Jessica Grosman

Autumn Harvest Veggie Burgers

Jessica Grosman
Autumn Harvest Veggie Burgers
AutumnHarvestVegBurger2.jpg

Autumn Harvest Veggie Burgers

print recipe here

Ingredients:  (note - use organic whenever possible)

2 T extra virgin olive oil

1/2 red onion, finely diced

2 C grated butternut squash 

2 C cooked quinoa 

1 egg

2 T Dr. Cowan’s Garden Pumpkin Powder

1 t sea salt


Directions:

Heat olive oil in a large sauté pan.  When hot, add the red onion and sauté until softened, approximately 5 minutes.  Stir frequently to prevent the onion from burning.  Add the grated butternut squash and continue to cook for another 5 minutes.  Remove to a large bowl and allow to cool to room temperature.

Add the cooked quinoa to the bowl with the red onion-butternut squash mixture.  Gently toss to blend.  Cool mixture to room temperature, or cover and refrigerate until ready to proceed with recipe. 

In a small bowl, beat the egg to break-up the yolk.  Add the Pumpkin Powder and sea salt.  Use a fork to blend the ingredients.  
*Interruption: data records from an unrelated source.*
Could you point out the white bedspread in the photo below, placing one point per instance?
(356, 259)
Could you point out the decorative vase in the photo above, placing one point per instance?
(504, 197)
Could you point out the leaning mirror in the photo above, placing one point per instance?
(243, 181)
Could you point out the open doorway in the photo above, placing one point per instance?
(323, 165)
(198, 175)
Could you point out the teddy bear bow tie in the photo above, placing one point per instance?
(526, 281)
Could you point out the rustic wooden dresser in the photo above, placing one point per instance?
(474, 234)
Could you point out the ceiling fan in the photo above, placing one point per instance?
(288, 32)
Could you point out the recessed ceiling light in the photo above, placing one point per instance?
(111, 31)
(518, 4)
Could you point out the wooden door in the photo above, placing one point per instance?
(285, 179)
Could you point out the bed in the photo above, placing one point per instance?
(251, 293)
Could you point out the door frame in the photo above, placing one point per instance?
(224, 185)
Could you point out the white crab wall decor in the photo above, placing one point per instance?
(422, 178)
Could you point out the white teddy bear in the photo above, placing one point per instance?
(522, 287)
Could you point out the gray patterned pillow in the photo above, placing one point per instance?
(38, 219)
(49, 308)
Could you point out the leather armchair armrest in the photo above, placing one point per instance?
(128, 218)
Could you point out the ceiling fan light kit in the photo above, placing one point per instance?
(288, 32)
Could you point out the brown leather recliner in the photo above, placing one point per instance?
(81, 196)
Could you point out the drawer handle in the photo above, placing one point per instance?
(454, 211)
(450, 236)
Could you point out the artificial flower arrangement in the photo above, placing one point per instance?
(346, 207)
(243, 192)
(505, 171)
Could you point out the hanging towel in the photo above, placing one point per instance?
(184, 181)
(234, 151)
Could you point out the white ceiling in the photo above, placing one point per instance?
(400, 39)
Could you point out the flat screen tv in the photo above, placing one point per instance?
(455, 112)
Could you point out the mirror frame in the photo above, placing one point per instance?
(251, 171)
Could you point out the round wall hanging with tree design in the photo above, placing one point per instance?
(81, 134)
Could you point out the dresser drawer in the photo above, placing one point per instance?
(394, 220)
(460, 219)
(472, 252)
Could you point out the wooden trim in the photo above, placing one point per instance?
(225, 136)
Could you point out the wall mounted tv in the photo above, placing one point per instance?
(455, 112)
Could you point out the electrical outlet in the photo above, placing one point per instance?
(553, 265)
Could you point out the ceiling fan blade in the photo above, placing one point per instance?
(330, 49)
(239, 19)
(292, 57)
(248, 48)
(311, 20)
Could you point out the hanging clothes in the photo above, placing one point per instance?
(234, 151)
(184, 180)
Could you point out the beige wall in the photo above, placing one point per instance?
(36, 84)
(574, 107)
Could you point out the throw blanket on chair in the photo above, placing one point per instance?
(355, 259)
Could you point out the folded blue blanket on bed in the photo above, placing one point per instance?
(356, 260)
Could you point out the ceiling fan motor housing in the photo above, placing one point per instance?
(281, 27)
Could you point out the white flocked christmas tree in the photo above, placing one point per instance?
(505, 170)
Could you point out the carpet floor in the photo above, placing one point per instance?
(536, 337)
Preheat oven to 375 degrees.  Line a sheet pan with parchment paper and set aside.

Pour the egg mixture into the quinoa-vegetable mixture and stir to coat the quinoa with the egg mixture.  Using a 1/2 C measuring cup, scoop out 1/2 C of the mixture and form into a burger, pressing the mixture together lightly and flattening.  Place on the lined baking sheet.  Make an additional 5 burgers with the remaining quinoa mixture.  

Bake for 20 minutes.  Carefully flip over each burger and bake for an additional 20 minutes, or until golden brown on the edges.

Serve hot from the oven on a bun, kale wrap, or over a bowl of mixed greens.  Top with your favorite condiments.


Notes:

Recipe yields 6 servings

Cooked quinoa-onion-butternut squash mixture can be prepared 2 days in-advance of mixing with egg and baking.

To make uniform patties, use a 3-inch ring mold.  Put 1/2 C of quinoa mixture in the mold, pat down, and remove.  Repeat with remaining quinoa mixture to form 6 patties.

Leftovers can be kept chilled for 2-3 days or frozen for up to 1 month.

Make smaller burgers - slider sized, by making each burger with 1/4 C of quinoa mixture, to yield 12 sliders.